La mesure de la CMI par bandelettes E-test® est plus précise. Elle peut être effectuée sur demande auprès du laboratoire. Elle s’effectue grâce à une bande de concentration graduée d’antibiotique et peut se faire dans certaines situations dès la primoculture au moment de l’ensemencement du prélèvement par exemple au cours des méningites (pneumocoque et bêtalactamines).

1 . 1 . 2  -  Résistance et données épidémiologiques actualisées

Définitions

Une résistance in vitro implique une forte probabilité d’échec thérapeutique.

Deux types de résistance :

• naturelle : ex. : mycoplasmes et bêtalactamines (absence de paroi) ;
• acquise : ex. : pneumocoque et pénicilline (diminution d’affinité des protéines de liaison à la pénicilline [PLP]).

La résistance aux bêtalactamines et aux macrolides est variable selon les pays et évolutive selon les politiques de santé publique à visée antibactérienne mises en œuvre.

Pneumocoque et Haemophilus influenzae b

Au cours de l’année 2011, une étude de portage nasopharyngé mettait en évidence, dans les infections des voies aériennes supérieures, une très importante réduction des souches de pneumocoques de sensibilité diminuée à la pénicilline.

Une telle évolution avait été permise par la généralisation du vaccin conjugué pneumococcique à 7 valences (au prix de l’émergence de sérotypes de remplacement notamment le 19A) et par une politique de communication concernant les impératifs de réduction de prescription des antibiotiques (« Les antibiotiques, ce n’est pas automatique ! »)

Depuis le remplacement en juin 2010 du vaccin 7 valences par le vaccin pneumococcique conjugué 13 valences (Prevenar 13®), la réduction du portage des sérotypes 19A et d’un grand nombre d’infections invasives liées à celui-ci, s’est trouvée confirmée sans qu’il ne soit actuellement (2014) précisé l’émergence significative de nouveaux sérotypes d’échappement.

Il a été observé parallèlement une diminution de la résistance acquise des Haemophilus influenzae b aux bêtalactamines par sécrétion de bêtalactamases ; celle-ci se réduisant en 2010 à 15 % des souches isolées avec une légère augmentation des souches résistantes à l’ampicilline par modification des PLP.

BLSE

Ces acquis devaient contraster avec le constat d’une émergence progressivement croissante d’entérobactéries productrices de bêtalactamases à spectre étendu (BLSE) dont la diffusion actuelle en milieu communautaire constitue un grave problème de santé publique.

L’incidence actuelle de ces bactéries multirésistantes a presque doublé en 2010, conduisant à une fréquence accrue de résistance des E. coli aux céphalosporines de 3^e génération (C3G).

Les BLSE sont inhibées par les inhibiteurs de bêtalactamases tels que l’acide clavulanique, le sulbactam et le tazobactam, permettant leur détection sur antibiogramme.

Les gènes des BLSE sont portés par des plasmides hébergeant des gènes de résistance pour d’autres familles d’antibiotiques réduisant ainsi le panel des antibiotiques efficaces.

Parmi les facteurs de risques connus d’émergence des bactéries productrices de BLSE (4 à 9 % des E. coli urinaires communautaires en 2013), certains ont été précisés, au premier rang desquels chez l’enfant les prescriptions au cours des mois précédents de C3G (cefpodoxime proxétil, céfixime).

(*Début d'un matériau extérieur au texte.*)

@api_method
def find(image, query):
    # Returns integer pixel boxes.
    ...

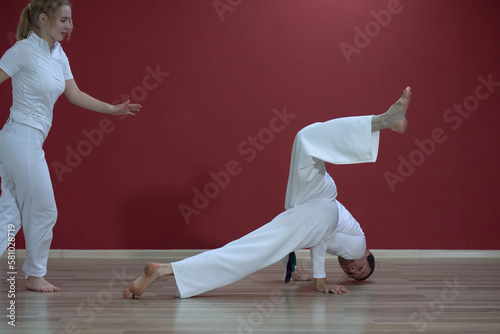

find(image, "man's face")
[338,253,371,280]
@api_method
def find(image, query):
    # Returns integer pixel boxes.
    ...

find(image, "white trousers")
[172,116,379,298]
[0,119,57,278]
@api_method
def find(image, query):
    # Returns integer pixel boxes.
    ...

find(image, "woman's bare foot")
[372,87,411,133]
[24,276,60,292]
[123,262,173,299]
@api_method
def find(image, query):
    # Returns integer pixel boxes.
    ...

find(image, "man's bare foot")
[372,87,411,133]
[123,262,173,299]
[292,267,313,281]
[24,276,60,292]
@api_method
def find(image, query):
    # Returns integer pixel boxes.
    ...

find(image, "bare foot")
[24,276,60,292]
[372,87,411,133]
[123,262,173,299]
[390,87,411,133]
[292,267,313,281]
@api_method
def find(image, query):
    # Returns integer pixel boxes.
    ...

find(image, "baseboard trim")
[2,249,500,260]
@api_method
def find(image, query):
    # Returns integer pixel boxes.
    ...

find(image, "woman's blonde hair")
[17,0,73,41]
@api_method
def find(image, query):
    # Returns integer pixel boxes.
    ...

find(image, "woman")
[0,0,141,292]
[123,87,411,298]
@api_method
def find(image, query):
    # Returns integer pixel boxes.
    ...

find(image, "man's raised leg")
[372,87,411,133]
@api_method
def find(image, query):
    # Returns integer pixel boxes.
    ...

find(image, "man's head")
[338,250,375,281]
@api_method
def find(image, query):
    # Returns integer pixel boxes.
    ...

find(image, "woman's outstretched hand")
[111,100,142,116]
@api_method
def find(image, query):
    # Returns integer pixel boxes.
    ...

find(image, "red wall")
[0,0,500,249]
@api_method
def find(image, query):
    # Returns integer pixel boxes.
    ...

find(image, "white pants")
[172,116,379,298]
[0,119,57,278]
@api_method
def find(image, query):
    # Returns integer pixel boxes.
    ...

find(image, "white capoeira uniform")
[0,32,73,278]
[172,116,380,298]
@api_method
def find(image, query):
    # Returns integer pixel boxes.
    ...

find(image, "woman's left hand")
[111,100,142,116]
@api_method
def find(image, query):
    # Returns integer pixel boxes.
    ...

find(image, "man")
[123,87,411,298]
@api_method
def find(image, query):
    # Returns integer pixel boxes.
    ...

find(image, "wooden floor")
[0,254,500,334]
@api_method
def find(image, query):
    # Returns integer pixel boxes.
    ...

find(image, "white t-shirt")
[0,31,73,138]
[311,201,366,278]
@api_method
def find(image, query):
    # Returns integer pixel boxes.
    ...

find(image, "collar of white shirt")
[27,30,60,52]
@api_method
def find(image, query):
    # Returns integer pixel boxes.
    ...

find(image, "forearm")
[69,91,113,114]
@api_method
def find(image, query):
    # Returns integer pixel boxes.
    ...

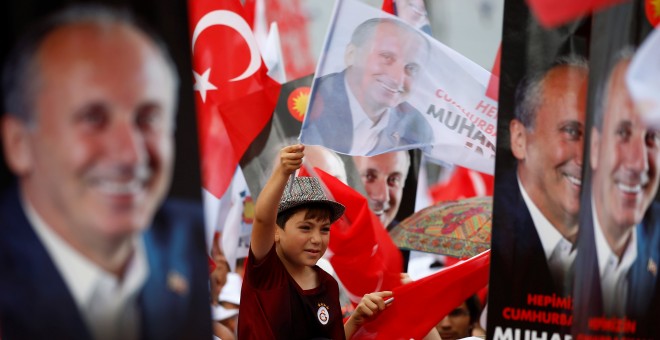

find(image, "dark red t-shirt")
[238,244,345,340]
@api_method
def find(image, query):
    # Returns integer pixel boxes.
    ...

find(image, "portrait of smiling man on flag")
[303,14,433,155]
[300,0,497,173]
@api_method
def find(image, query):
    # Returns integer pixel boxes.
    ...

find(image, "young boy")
[238,145,392,339]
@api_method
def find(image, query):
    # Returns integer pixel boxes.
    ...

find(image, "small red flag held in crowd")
[527,0,626,28]
[188,0,280,198]
[381,0,396,15]
[351,250,490,340]
[313,168,403,304]
[486,43,502,101]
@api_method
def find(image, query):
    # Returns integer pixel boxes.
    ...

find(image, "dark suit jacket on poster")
[573,199,660,339]
[302,71,433,155]
[487,171,571,338]
[0,186,211,340]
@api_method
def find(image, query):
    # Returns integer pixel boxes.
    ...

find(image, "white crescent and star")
[192,10,261,102]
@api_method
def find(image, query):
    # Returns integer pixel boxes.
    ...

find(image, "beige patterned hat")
[277,177,346,223]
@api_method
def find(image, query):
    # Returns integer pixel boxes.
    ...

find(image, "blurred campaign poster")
[300,0,497,174]
[573,1,660,339]
[486,1,591,339]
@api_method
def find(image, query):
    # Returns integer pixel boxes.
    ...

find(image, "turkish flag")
[351,250,490,340]
[429,166,495,203]
[310,168,403,304]
[527,0,626,28]
[188,0,280,198]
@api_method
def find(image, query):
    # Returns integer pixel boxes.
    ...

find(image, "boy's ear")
[275,226,284,243]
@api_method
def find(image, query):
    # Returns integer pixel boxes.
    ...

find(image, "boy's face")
[275,209,330,267]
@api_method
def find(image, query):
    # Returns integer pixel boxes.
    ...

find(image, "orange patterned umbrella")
[390,197,493,258]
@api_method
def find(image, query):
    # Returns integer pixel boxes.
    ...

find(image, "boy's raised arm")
[250,144,305,260]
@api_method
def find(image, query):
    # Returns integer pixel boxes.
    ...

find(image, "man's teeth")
[98,179,142,194]
[617,183,642,194]
[566,175,582,186]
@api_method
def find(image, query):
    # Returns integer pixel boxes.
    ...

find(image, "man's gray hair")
[594,46,635,131]
[514,55,589,131]
[350,18,431,61]
[2,4,179,123]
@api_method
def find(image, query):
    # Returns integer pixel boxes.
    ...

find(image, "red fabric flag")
[429,166,495,202]
[314,168,403,304]
[527,0,626,28]
[382,0,396,15]
[243,0,257,30]
[351,250,490,340]
[486,43,502,101]
[188,0,280,198]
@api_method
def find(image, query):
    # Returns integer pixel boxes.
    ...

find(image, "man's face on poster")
[346,22,426,118]
[9,24,176,238]
[511,65,588,231]
[353,151,410,227]
[591,60,660,232]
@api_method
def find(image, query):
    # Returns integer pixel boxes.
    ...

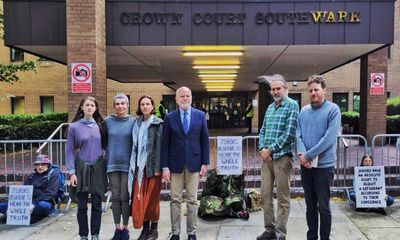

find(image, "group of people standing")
[66,87,209,240]
[66,74,340,240]
[257,74,341,240]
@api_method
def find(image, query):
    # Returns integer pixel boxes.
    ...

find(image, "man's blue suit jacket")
[161,108,210,173]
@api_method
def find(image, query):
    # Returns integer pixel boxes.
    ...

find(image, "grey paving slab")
[0,198,400,240]
[361,226,400,240]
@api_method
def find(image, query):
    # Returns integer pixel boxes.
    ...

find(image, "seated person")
[349,155,394,215]
[0,155,60,223]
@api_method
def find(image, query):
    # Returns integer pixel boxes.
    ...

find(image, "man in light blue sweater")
[296,75,340,240]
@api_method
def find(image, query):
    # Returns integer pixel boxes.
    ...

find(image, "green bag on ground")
[198,196,225,217]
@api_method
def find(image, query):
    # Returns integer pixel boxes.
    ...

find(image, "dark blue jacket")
[24,167,60,203]
[161,108,210,173]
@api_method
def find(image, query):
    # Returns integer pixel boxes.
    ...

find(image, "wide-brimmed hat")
[33,155,51,165]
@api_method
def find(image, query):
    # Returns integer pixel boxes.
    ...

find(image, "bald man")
[161,87,210,240]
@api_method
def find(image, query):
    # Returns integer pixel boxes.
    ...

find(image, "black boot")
[147,222,158,240]
[138,221,150,240]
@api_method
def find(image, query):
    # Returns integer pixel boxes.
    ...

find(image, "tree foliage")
[0,61,36,84]
[0,1,36,84]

De tels constats conduisent à formuler des recommandations exigeantes de réduction de prescription des C3G en particulier au cours des infections des voies respiratoires hautes.

Le pourcentage de souches de E. coli productrices de BLSE augmente progressivement mais reste actuellement inférieur à 10 % en France. Les recommandations concernant la prise en charge de l’infection urinaire chez l’enfant devront s’adapter à l’évolution de ces résistances et conduire, le cas échéant, à la validation de nouveaux schémas thérapeutiques.